Frequency and timing of impairment testing (paragraphs 9 and 10(a)) (paras. BC121-BC128)

BC121 In developing the Exposure Draft, the Board observed that requiring assets to be remeasured when they are impaired is a valuation concept rather than one of cost allocation. This concept, which some have termed ‘the recoverable cost concept’, focuses on the benefits to be derived from the asset in the future, rather than on the process by which the cost or other carrying amount of the asset should be allocated to particular accounting periods. Therefore, the purpose of an impairment test is to assess whether the carrying amount of an asset will be recovered through use or sale of the asset. Nevertheless, allocating the depreciable amount of an asset with a limited useful life on a systematic basis over that life provides some assurance against the asset’s carrying amount exceeding its recoverable amount. The Board acknowledged that non‑amortisation of an intangible asset increases the reliance that must be placed on impairment reviews of that asset to ensure that its carrying amount does not exceed its recoverable amount.
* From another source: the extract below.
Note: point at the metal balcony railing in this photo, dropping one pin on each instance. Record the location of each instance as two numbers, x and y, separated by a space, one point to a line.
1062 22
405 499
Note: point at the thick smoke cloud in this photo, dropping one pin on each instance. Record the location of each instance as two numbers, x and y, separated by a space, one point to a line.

BC122 Accordingly, the Exposure Draft proposed that indefinite‑lived intangibles should be tested for impairment at the end of each annual reporting period. The Board concluded, however, that testing such assets annually for impairment is not a substitute for management being aware of events occurring or circumstances changing between annual tests that indicate a possible impairment. Therefore, the Exposure Draft also proposed that an entity should be required to test such assets for impairment whenever there is an indication of possible impairment, and not wait until the next annual test.